O que um muçulmano me ensinou

Cinco vezes por dia, através de todos os autofalantes das centenas de mesquitas por toda a cidade de Istambul os muçulmanos são convidados a rezarem. Neste momento de oração os turistas não podem entrar para visitar as mesquitas. E, assim, parados na frente da Mesquita Azul, fomos convidados para uma palestra gratuita sobre o Islamismo.

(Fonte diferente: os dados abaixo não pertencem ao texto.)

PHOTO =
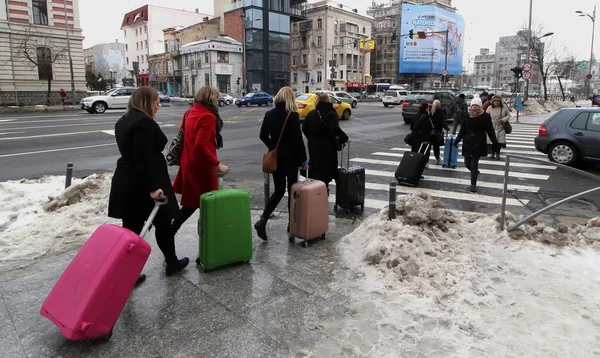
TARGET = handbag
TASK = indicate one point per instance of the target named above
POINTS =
(270, 158)
(338, 145)
(175, 148)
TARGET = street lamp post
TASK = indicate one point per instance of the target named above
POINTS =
(593, 18)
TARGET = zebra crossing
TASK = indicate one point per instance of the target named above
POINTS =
(451, 185)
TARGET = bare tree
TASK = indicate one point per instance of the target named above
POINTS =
(41, 52)
(540, 52)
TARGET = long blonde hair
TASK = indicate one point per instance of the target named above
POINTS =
(286, 95)
(143, 99)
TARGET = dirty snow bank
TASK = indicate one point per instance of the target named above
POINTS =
(434, 284)
(40, 217)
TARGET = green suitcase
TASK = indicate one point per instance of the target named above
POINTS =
(224, 228)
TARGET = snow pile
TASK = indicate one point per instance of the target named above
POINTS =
(39, 216)
(434, 284)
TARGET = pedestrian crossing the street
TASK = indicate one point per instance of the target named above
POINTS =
(451, 185)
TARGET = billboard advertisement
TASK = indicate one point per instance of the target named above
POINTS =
(428, 53)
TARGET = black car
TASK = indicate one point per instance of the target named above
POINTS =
(570, 135)
(410, 106)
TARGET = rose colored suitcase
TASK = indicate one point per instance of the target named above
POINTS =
(309, 211)
(88, 298)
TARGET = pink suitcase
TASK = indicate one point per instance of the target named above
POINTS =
(88, 298)
(309, 211)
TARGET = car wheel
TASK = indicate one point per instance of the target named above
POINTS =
(346, 114)
(99, 107)
(562, 153)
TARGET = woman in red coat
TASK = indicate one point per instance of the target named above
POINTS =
(200, 166)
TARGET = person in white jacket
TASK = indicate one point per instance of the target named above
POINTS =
(500, 116)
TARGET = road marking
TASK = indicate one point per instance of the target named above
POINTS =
(468, 196)
(55, 150)
(461, 169)
(451, 180)
(500, 163)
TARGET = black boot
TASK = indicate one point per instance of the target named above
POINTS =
(176, 266)
(261, 228)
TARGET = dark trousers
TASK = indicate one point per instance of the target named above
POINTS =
(184, 214)
(164, 233)
(472, 163)
(280, 176)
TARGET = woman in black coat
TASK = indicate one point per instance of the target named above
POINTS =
(475, 131)
(321, 128)
(291, 154)
(142, 176)
(439, 124)
(421, 130)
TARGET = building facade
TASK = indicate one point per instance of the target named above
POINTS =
(485, 69)
(264, 26)
(34, 51)
(216, 62)
(108, 60)
(330, 32)
(143, 33)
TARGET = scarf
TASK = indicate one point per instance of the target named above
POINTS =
(215, 111)
(475, 112)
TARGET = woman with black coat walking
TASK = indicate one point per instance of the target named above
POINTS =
(322, 130)
(142, 176)
(439, 124)
(475, 131)
(284, 121)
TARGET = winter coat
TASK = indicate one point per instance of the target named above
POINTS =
(421, 129)
(320, 132)
(500, 115)
(291, 152)
(473, 131)
(197, 171)
(141, 169)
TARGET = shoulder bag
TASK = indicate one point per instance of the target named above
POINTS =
(270, 158)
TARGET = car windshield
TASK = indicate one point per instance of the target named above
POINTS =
(420, 97)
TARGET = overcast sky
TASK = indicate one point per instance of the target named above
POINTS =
(485, 21)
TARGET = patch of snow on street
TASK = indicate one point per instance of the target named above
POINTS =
(434, 284)
(40, 216)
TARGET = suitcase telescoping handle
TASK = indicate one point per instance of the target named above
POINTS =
(157, 205)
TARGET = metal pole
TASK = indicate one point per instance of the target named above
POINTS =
(504, 190)
(526, 92)
(69, 50)
(392, 202)
(69, 175)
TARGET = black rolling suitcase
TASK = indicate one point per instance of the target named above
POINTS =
(349, 185)
(411, 166)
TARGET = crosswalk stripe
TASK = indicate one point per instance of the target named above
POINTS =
(451, 180)
(486, 199)
(482, 161)
(462, 170)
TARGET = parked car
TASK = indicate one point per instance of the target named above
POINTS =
(393, 97)
(116, 99)
(571, 135)
(258, 98)
(306, 103)
(410, 106)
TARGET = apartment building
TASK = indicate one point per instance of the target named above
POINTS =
(143, 33)
(335, 32)
(34, 49)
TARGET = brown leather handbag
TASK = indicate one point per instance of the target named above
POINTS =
(270, 159)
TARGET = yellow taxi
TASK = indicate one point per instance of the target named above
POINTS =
(306, 103)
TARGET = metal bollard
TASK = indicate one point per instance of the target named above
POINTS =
(392, 203)
(69, 175)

Nesta meia hora prendi muitas coisas interessantes, mas as principais são:

Os muçulmanos não adoram Maomé, eles apenas rezam para Deus. Maomé foi simplesmente o escolhido para trazer uma mensagem de Deus, mas, além de ser um profeta ele foi um homem como outro qualquer. Ou seja, diferente de Jesus, que, para os cristãos, é a personificação de Deus na terra.

A outra coisa que aprendi é que não é permitido decorar as mesquitas com nenhuma imagem de pessoas ou animais, mas apenas com desenhos florais, abstratos ou caligráficos. Pois, por mais que Deus nos tenha criado a sua imagem e semelhança, ele não é um homem, e o fato de adorarmos imagens pode nos confundir no caminho do conhecimento.

Achei tudo isso muito interessante e de fato comecei a preferir os espaços de oração completamente desprovidos de imagens. Pois, estes nos convidam para conhecermos a nós mesmos, a buscar a divindade internamente e não fora de nós.

Toda essa estória de não adorar Maomé me deixou a pergunta: Mas porque Jesus falou que ele era o caminho e que só poderíamos chegar ao pai através dele? O que ele queria dizer com isso?

Então hoje, pela primeira vez depois da viagem, pude sentar e ler um pedacinho do Evangelho de São João, e ali me veio a resposta. Jesus disse aos apóstolos:

‘Daqui a pouco vocês não me verão mais, porém, mais um pouco, e vocês me tornarão a ver’? 20 Eu lhes garanto: vocês vão gemer e se lamentar, enquanto o mundo vai se alegrar. Vocês ficarão angustiados, mas a angústia de vocês se transformará em alegria. 21 Quando a mulher está para dar à luz, sente angústia, porque chegou a sua hora. Mas quando a criança nasce, ela nem se lembra mais da aflição, porque fica alegre por ter posto um homem no mundo. 22 Agora, vocês também estão angustiados. Mas, quando vocês tornarem a me ver, vocês ficarão alegres, e essa alegria ninguém tirará de vocês. 23 Nesse dia, vocês não me farão mais perguntas. Eu garanto a vocês: se vocês pedirem alguma coisa a meu Pai em meu nome, ele a concederá. 24 Até agora vocês não pediram nada em meu nome: peçam e receberão, para que a alegria de vocês seja completa.»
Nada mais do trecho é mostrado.